When the SIGCHLD is "delivered" (the handler starts running) the OS atomically blocks that signal. This is different than you setting the sigprocmask yourself in the handler. Basically while you are messing around in your handler, this allows the possibility of an additional SIGCHLD to arrive and be in a "pending" but "undelivered" state.
The classic SIGCHLD handler processes all of the children via the waitpid() function (and there may very well be multiple children to process). If say 5 children exit while you are messing around in the handler. This fact is noted by the OS and this becomes yet another SIGCHLD (a single level triggered signal) in the "pending but undelivered" state.

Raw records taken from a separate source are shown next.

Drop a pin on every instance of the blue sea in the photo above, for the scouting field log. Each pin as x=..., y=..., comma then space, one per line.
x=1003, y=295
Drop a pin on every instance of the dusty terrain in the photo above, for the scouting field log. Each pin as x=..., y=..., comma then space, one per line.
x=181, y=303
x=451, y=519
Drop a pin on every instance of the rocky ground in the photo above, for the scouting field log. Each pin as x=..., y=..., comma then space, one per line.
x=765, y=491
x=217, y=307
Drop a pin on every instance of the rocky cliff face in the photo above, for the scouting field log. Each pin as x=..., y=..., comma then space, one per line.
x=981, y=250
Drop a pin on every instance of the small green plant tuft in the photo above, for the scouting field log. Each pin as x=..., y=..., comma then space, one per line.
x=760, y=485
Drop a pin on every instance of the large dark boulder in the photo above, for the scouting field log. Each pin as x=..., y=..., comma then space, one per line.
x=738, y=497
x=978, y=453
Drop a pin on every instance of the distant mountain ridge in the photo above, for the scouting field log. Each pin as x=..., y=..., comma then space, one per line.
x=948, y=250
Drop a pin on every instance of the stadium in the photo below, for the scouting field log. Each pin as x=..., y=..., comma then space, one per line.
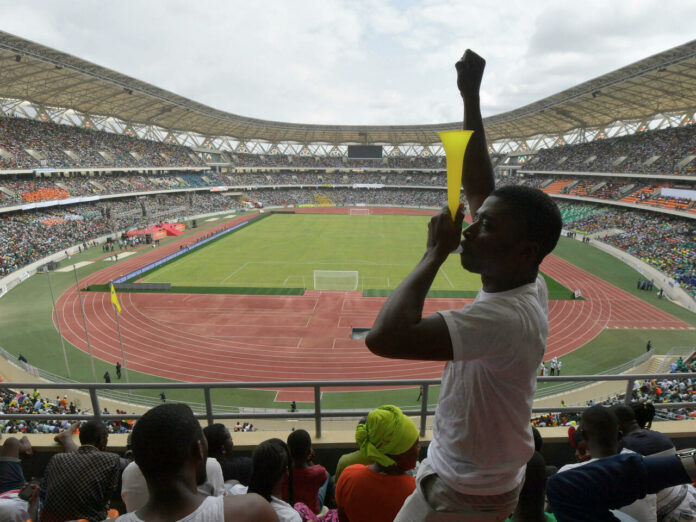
x=249, y=258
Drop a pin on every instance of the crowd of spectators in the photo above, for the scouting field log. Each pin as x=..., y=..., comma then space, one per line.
x=26, y=237
x=338, y=162
x=650, y=152
x=29, y=144
x=168, y=472
x=666, y=242
x=31, y=402
x=346, y=196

When you exit the handler, this "pending" SIGCHLD is unblocked and you immediately get another SIGCHLD signal. Basically this ensures that you will not "miss one" - that is the important part that eliminates the "race condition". The OS has to do this and it does.
I think that it is possible under certain circumstances for you to get a SIGCHLD where there is "nothing to do" because its already been handled (while you were just in the signal handler).
Basically, the "race condition" is handled by the OS and there is not a possibility of "missing a SIGCHLD event" as long as you process all available children while you are in the SIGCHLD handler.
use the waitpid() function to reap children. Let the OS do the job of deciding who is ready to "reap" or not. There is no need for the parent to maintain its own "children" list, if that is what you meant.